Machiavelli's succinct and semi-diabolical advice to the prince
is one of the most enduring works of political philosophy in the
world. This man, writing in a time roughly contemporaneous with
the Reformation, was less concerned with seeking the will of God
than with winning at all costs. I wrote about him in my book
The End of Secularism.
He is famous for advising the prince that it is important to
appear honest, humane, religious, faithful, and charitable, but
that it is equally important the prince be ready to abandon any
of those attributes when opportunity presents itself. The prince
should not worry about whether he will gain a bad reputation for
deception, because, as Machiavelli suggests, there are always
ordinary people willing to be deceived and the world is FULL of
ordinary people.
The primary thrust of the book is advice about how to gain
principalities and to maintain control of them. Many things work
to a prince's advantage, such as traditions of servitude and
customs that reinforce the reign of a prince. But there is one
thing that puts sand in the princely engine and grinds things to
a halt. That thing is a tradition of liberty. If a people are
accustomed to liberty, Machiavelli writes, then they will never
stop trying to regain it. Even if they haven't had it for a
hundred years, the ancestral memory of liberty will be
overpoweringly strong.
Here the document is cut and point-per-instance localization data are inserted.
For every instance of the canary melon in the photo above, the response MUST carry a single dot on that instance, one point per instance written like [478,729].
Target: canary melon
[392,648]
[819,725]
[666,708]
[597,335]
It may be so strong that no manipulative
device of the prince will be able to defeat it and he may have no
other option than to destroy such a city.
Might I suggest to you that on Tuesday night we saw Americans in
New Jersey and Virginia issue notice that they are not prepared
to trade their liberty for hyper-statism and that they are not
ready to become Europeans, always more subservient to the state
than we have been, instead of free citizens of a great republic?
The tradition of liberty is one of the greatest weapons we have
in this struggle.
When William F. Buckley thought about the possible triumph of the
United States in the Cold War, he imagined that American children
would someday be thankful that "the blood of their fathers ran
strong." Let our blood, too, run strong with the cherished
memory of our past and present liberty.